Three people suicided, in Beijing, China, in one day of 2014 when Beijing was in a pollutionbeijingsmog1haze. So, can haze cause seasonal affective disorder, and then induce suicide? Vice professor Jie Zhong in Psychology of Peking University said that although melatonin levels are related to depression, this kind of influence usually exist in the high latitude regions having polar daylight and polar night, such as Russia, Norway and Denmark. Therefore, he said that haze is just an excuse for depression. From my perspective, this conclusion has no any evidence or experiment to support, so it is not convincing.

Now can we believe that haze has no any relation with depression? No. Scientists have studied the topic of relationship between mood and suicide since the beginning of 20th century. The purpose of that study was to evaluate the hypothesis that sunshine exposure may trigger suicidal behavior. Hence they found that sunshine may have a triggering effect on suicide, and suggests further research in the field of sunshine-regulated hormones, particularly melatonin.

An article published in International Journal of Biometeorology in 2013, studied the citizens in Be’er Sheva, Israel.The main objective of this study was to evaluate the role of the concentration of solid air-suspended particles (SSP) in the incidence of mental disorders.
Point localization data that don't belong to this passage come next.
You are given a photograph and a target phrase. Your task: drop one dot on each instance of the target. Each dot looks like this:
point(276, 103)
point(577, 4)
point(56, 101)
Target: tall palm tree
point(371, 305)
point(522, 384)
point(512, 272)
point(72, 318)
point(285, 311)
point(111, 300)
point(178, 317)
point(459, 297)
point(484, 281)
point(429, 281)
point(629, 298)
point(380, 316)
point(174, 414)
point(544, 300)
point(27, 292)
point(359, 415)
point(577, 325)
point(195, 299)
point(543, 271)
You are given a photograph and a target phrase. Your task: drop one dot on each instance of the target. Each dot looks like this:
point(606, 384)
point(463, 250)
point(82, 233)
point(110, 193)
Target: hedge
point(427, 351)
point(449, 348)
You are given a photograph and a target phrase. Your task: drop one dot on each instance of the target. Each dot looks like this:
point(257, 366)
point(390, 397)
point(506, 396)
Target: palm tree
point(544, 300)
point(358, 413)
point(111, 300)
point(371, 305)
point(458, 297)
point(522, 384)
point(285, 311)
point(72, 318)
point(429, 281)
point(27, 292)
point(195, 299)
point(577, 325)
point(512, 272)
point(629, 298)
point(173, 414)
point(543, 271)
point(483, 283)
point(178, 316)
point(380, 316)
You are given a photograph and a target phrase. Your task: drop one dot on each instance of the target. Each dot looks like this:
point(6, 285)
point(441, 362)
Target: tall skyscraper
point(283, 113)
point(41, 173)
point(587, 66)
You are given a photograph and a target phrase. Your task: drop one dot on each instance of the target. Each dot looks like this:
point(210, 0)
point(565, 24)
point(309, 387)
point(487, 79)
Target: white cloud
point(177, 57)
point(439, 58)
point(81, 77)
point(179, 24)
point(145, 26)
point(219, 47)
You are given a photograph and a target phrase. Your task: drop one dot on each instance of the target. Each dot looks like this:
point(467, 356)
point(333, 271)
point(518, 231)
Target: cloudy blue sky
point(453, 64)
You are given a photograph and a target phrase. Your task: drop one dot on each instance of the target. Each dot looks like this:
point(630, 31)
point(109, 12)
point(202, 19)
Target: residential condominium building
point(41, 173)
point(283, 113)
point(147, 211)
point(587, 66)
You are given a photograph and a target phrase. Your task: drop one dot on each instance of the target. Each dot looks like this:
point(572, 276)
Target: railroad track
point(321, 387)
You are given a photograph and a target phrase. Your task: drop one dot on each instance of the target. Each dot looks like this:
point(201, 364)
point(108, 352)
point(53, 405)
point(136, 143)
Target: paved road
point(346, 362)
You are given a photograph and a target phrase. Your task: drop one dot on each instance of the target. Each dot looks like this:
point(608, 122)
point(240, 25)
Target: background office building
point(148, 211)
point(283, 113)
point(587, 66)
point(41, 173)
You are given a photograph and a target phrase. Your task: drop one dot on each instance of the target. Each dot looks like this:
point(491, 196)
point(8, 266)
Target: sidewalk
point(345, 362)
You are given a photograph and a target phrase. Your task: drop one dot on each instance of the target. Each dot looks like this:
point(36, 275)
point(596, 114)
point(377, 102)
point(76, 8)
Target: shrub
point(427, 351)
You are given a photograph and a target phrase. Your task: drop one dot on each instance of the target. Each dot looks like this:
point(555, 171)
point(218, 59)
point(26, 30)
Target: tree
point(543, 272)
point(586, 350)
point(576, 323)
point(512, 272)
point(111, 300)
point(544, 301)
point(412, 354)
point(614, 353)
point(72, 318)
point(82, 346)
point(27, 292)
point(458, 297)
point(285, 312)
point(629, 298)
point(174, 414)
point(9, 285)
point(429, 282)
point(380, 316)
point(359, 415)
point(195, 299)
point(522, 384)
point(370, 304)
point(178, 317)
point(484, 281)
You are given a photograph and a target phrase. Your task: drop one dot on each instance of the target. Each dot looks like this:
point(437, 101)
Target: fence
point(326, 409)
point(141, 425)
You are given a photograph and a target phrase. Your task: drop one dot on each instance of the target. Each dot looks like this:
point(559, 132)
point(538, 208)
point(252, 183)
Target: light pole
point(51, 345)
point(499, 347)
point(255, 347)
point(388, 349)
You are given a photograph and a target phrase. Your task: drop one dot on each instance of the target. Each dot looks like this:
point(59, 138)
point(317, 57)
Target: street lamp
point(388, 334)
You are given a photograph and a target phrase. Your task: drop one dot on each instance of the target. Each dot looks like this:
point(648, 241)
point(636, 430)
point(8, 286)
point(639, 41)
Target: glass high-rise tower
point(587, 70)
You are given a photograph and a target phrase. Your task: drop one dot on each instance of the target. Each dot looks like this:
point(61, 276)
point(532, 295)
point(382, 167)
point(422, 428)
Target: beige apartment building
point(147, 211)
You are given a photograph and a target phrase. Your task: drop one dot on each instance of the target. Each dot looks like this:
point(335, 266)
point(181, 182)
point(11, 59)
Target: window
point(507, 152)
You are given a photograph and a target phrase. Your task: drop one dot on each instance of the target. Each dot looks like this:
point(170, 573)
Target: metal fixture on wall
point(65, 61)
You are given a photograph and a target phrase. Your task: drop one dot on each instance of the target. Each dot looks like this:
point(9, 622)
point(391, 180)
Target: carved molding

In this area, the desert air streams  which bring with an increased concentration of SSP, appear to be complicated stressors that can excite the multiple breaches in psychological state of weather sensitive persons ( such as ideation, mental derangement, depression, nervous tension, and emotional conflicts). Some of these reactions have several accompanying effects, such as a higher prevalence of attempted suicide consistently associated with depression or violation of routine behavior and nervous tension followed by serious consequences in mental dysfunctions.

What’s more, a research group from Canada and a research group from Seoul National University have done similar studies. The results from Canadian research group indicate a potential association between air pollution and emergency department visits for suicide attempts by collecting emergency visit data in a hospital in Vancouver, Canada. The study in SNU is called “Long-Term Fine Particulate Matter Exposure and Major Depressive Disorder in a Community-Based Urban Cohort”. And its subjects are 560 elders in a local welfare house. Its result is that long-term PM2.5 exposure increased the risk of MDD among the general population. But in my opinion, the subjects limit to some extent the generalization of the findings made in the study.  So we can only regard it as a reference.

From here we see that there is some correlations between haze and depressive disorder, but we cannot conclude that haze can induce or lead to depressive disorder. We need more specific and rigorous experiments to find the causality. However, in some degrees, people cannot ignore this possibility.